É o clube mais democrático do país, creio. Os melhores jogadores são quase todos bombeiros, carteiros, pedreiros, pintores de construção civil. Joga-se muito bem golfe na Terceira. Só na freguesia da Agualva, que tem 1500 habitantes, há 20 handicaps de dígito único. É um fenómeno único em Portugal, e seguramente incomum no mundo inteiro. 

Só me consegui haver com eles naquele dia glorioso. Nunca mais bati bem na bola depois disso. Mas, durante semanas, ninguém se lembrava de quem tinha ganho: apenas de quem tinha ficado em segundo. Foi o meu maior momento de glória no golfe até hoje. E acabei por perder à Sporting: derradeiramente, amargamente, com a sensação de que podia ter conseguido o impossível. Acho que, no fim, bateu tudo certo (risos). 

E nas duas semanas recentes em que estiveste no continente num tour de apresentação do livro encontraste tempo para jogar? 

Fui jogar apenas uma vez, com os meus amigos da Aroeira: os irmãos Barreira, o Maurício, o Sérgio Pereira... Tínhamos – e teremos sempre – um grupo fantástico. Gente que gosta mesmo de golfe, não do estatuto social que ele possa dar, e com quem ao mesmo tempo se pode falar de tudo. Gente culta. Tenho amigos que o são há mais de 25 anos. Amigos mesmo íntimos, de que sou padrinho, ou que são meus padrinhos. Mas, quando fui para os Açores, a primeira coisa de que tive saudades em Lisboa foi de pisar o verde com a malta da Aroeira. 

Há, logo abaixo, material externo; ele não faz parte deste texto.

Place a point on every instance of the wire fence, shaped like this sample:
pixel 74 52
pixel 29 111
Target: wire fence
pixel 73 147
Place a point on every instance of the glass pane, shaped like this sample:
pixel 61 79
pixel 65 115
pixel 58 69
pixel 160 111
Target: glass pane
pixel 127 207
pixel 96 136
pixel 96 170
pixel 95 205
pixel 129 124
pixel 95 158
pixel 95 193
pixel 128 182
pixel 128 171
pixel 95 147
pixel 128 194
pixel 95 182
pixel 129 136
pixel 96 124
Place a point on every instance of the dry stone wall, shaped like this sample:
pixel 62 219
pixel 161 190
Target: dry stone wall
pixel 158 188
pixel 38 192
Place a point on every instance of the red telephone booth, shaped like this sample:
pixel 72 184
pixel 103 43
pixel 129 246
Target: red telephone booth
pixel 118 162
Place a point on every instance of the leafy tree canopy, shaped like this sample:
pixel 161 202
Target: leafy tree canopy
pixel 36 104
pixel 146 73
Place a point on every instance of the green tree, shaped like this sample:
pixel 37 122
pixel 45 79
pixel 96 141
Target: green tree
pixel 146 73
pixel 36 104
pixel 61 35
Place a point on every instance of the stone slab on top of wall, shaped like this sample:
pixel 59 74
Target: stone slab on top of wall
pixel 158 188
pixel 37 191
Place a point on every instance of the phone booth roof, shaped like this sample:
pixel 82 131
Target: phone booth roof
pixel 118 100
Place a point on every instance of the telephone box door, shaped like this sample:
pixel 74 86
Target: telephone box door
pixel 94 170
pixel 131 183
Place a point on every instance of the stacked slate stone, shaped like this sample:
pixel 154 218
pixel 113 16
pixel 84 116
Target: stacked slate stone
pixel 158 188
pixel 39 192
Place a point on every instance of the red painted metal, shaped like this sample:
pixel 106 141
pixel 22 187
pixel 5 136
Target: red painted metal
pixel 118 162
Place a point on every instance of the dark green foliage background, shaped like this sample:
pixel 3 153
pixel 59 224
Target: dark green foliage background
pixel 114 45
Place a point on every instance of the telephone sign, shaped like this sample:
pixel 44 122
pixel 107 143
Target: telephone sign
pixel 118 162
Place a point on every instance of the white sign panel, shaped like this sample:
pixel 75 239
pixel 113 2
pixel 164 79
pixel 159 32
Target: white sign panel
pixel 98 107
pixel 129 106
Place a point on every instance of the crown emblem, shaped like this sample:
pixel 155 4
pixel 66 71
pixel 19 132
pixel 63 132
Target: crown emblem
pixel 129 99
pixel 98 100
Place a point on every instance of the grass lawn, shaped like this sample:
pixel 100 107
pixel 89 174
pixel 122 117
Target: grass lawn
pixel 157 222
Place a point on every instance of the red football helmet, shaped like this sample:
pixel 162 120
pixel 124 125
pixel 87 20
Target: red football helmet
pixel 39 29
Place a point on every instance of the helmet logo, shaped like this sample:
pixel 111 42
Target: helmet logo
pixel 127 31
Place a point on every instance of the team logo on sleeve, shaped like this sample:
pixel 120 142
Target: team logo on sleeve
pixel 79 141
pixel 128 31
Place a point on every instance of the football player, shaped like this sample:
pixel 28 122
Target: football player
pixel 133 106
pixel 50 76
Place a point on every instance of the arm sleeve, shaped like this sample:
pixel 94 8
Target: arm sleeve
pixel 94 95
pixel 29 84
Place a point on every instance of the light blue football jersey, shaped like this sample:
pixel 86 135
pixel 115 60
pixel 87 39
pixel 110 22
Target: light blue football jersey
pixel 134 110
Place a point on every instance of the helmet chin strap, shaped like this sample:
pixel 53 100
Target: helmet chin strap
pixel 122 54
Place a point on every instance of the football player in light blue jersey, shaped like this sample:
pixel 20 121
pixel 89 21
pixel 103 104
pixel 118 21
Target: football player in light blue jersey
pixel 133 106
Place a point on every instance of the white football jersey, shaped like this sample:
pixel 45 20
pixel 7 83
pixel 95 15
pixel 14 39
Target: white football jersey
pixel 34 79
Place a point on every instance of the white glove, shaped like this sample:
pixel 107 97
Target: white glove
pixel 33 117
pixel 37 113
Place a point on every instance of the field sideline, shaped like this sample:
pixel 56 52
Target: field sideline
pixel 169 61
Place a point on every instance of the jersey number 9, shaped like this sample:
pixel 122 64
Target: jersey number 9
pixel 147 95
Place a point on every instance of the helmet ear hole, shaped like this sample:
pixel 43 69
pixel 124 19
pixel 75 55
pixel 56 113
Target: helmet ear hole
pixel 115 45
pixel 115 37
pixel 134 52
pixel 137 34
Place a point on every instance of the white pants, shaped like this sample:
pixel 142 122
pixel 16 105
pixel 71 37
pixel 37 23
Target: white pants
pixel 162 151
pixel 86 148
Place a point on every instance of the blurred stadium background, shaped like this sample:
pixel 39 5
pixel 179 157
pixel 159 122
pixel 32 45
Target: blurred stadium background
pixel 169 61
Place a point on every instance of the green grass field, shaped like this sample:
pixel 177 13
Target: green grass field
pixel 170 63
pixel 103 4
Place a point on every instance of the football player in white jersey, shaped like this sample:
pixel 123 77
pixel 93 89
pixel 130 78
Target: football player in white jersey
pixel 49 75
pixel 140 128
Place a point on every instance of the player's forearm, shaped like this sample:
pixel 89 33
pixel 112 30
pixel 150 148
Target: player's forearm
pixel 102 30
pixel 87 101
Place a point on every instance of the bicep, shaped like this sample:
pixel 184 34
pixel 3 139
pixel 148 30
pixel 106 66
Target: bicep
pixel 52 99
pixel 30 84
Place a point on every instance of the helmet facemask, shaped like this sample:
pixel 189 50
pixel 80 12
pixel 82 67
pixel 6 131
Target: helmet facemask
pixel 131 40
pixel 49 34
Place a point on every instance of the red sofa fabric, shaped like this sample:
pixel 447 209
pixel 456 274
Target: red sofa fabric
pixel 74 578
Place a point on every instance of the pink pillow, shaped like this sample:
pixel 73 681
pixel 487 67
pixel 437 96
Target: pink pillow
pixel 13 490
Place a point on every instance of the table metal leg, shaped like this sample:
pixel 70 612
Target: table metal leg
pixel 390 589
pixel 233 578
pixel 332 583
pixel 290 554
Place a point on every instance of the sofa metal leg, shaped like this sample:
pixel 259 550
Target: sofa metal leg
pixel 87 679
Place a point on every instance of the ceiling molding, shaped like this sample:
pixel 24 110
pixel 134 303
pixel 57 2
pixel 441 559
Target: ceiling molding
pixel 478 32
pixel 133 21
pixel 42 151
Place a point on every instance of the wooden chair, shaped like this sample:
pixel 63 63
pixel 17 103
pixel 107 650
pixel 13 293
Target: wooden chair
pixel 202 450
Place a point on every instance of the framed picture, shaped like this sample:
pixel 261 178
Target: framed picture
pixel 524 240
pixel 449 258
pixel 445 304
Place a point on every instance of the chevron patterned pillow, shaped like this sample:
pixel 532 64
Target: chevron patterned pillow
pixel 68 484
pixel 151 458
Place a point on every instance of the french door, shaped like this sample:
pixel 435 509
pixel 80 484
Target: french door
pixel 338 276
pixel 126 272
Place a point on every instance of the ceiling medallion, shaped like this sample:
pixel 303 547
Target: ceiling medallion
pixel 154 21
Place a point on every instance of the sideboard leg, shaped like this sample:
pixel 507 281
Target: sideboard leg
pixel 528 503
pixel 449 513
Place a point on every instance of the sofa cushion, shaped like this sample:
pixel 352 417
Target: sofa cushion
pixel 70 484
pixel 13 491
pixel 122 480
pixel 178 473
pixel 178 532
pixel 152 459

Ao fim de quatro anos na Terceira, e com dois livros publicado nesse período, vais continuar a viver na ilha? 

Acho que sim. Não temos prazo para voltar, pelo menos. E não ter prazo para voltar, muitas vezes, é a melhor maneira de ficar para sempre. Logo se vê. 

E a rubrica “A Vida no Campo” é para continuar? 

Enquanto o Diário de Notícias quiser, sim. Mas os jornais estão em mudanças de direcção e a indústria em dificuldades. Não posso ser eu a garantir que isso vá acontecer. 

Em termos literários há novos projectos na calha? 

Em 2017 vou publicar um pequeno ensaio sobre os Açores do século XXI no catálogo da Fundação Francisco Manuel dos Santos. O próximo romance está marcado para 2018. Já estou a escrevê-lo e tenho-o bastante planeado, mas temo que em 2017 volte a passar longos períodos sem jogar golfe.